Solar climate engineering is under increasing consideration as a potential means to reduce climate change risks. Its field research may generate knowledge to reduce climate risks to humans and the environment and will, at a large-enough scale, pose its own risks, some of which will be of the transboundary kind. Liability or compensation for harm is frequently referenced as a possible component of international regulation of solar climate engineering but has been insufficiently developed. This article offers an economic analysis of the possible interrelated roles of rules, liability, and compensation in the future international regulation of large-scale field research in solar climate engineering. Notably, the benefits, risks, and incentives of climate-engineering research are unlike typical high-risk activities. The analysis proposes a hypothetical international agreement that links general and procedural rules for research, an international compensation fund, and limited, indirect state liability with a duty-of-care defence.

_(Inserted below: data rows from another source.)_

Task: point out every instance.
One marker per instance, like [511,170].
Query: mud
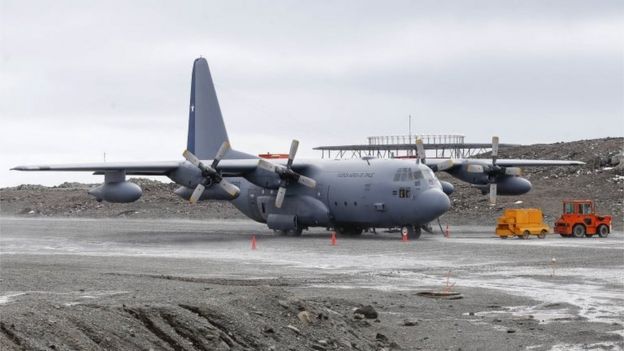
[197,285]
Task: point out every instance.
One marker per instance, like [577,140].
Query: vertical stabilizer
[206,128]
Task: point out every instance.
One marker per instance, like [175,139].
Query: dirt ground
[120,284]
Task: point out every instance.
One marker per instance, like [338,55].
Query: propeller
[286,174]
[210,174]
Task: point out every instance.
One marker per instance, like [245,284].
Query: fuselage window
[404,193]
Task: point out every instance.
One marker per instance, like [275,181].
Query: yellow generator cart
[522,222]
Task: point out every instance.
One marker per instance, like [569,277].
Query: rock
[367,311]
[305,317]
[293,328]
[381,337]
[394,346]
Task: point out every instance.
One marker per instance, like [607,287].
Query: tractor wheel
[578,231]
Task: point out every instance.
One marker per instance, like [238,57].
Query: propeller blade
[492,194]
[229,188]
[199,190]
[266,165]
[191,158]
[222,151]
[420,150]
[309,182]
[444,165]
[494,149]
[515,171]
[472,168]
[294,145]
[279,199]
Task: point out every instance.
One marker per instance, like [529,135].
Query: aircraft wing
[228,167]
[506,162]
[138,168]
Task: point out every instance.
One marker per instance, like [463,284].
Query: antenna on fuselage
[420,151]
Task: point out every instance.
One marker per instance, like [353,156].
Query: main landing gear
[413,232]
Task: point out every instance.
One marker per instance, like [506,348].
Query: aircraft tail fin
[206,130]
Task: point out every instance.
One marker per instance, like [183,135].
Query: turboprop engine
[508,185]
[116,189]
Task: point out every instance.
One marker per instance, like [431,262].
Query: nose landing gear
[412,231]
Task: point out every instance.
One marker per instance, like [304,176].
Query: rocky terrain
[601,179]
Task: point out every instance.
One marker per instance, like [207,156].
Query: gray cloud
[82,78]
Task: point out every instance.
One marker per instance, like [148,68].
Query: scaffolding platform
[404,146]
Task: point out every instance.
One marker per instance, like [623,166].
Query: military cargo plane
[292,195]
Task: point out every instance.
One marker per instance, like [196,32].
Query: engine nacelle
[119,192]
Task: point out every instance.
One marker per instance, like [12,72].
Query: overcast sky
[80,78]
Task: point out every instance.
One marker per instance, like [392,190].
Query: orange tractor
[579,219]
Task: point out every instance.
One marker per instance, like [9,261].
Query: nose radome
[433,203]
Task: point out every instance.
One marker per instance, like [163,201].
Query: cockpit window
[407,174]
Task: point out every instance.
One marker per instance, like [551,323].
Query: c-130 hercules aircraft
[347,195]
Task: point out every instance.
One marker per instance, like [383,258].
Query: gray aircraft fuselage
[350,193]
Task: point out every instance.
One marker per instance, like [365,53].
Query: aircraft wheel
[350,231]
[295,232]
[578,231]
[526,234]
[413,232]
[603,231]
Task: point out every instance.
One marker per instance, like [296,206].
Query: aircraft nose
[433,203]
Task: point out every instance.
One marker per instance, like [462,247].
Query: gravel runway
[197,285]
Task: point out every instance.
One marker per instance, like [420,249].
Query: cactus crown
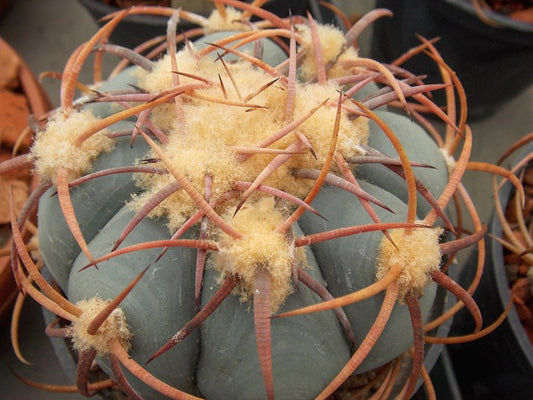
[240,149]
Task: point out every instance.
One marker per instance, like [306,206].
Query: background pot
[500,365]
[23,96]
[494,64]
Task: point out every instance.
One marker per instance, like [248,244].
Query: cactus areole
[253,172]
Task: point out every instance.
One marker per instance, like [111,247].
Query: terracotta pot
[23,96]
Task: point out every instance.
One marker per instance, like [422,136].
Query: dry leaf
[14,114]
[9,69]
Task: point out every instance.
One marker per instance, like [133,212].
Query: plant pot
[494,64]
[499,365]
[24,96]
[137,29]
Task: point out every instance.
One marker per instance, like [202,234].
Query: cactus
[250,216]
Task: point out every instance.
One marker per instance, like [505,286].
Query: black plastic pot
[500,365]
[494,64]
[136,29]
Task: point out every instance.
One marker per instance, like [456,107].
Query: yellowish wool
[54,147]
[332,44]
[260,247]
[418,253]
[337,69]
[203,147]
[218,23]
[114,327]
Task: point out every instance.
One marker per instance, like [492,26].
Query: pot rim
[498,266]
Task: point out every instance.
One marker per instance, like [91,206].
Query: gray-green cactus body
[220,359]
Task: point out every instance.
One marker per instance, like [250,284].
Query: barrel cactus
[254,215]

Reprinted in Environmental Law and Economics, Klaus Mathis (Ed.), Economic Analysis of Law in European Legal Scholarship series (Springer, 2017).
As forecasts for climate change and its impacts have become more dire, climate engineering proposals have come under increasing consideration and are presently moving toward field trials. This article examines the relevant international environmental law, distinguishing between climate engineering research and deployment. It also emphasizes the climate change context of these proposals and the enabling function of law. Extant international environmental law generally favors such field tests, in large part because, even though field trials may present uncertain risks to humans and the environment, climate engineering may reduce the greater risks of climate change. Notably, this favorable legal setting is present in those multilateral environmental agreements whose subject matter is closest to climate engineering. This favorable legal setting is also, in part, due to several relevant multilateral environmental agreements that encourage scientific research and technological development, along with the fact that climate engineering research is consistent with principles of international environmental law. Existing international law, however, imposes some procedural duties on States who are responsible for climate engineering field research as well as a handful of particular prohibitions and constraints.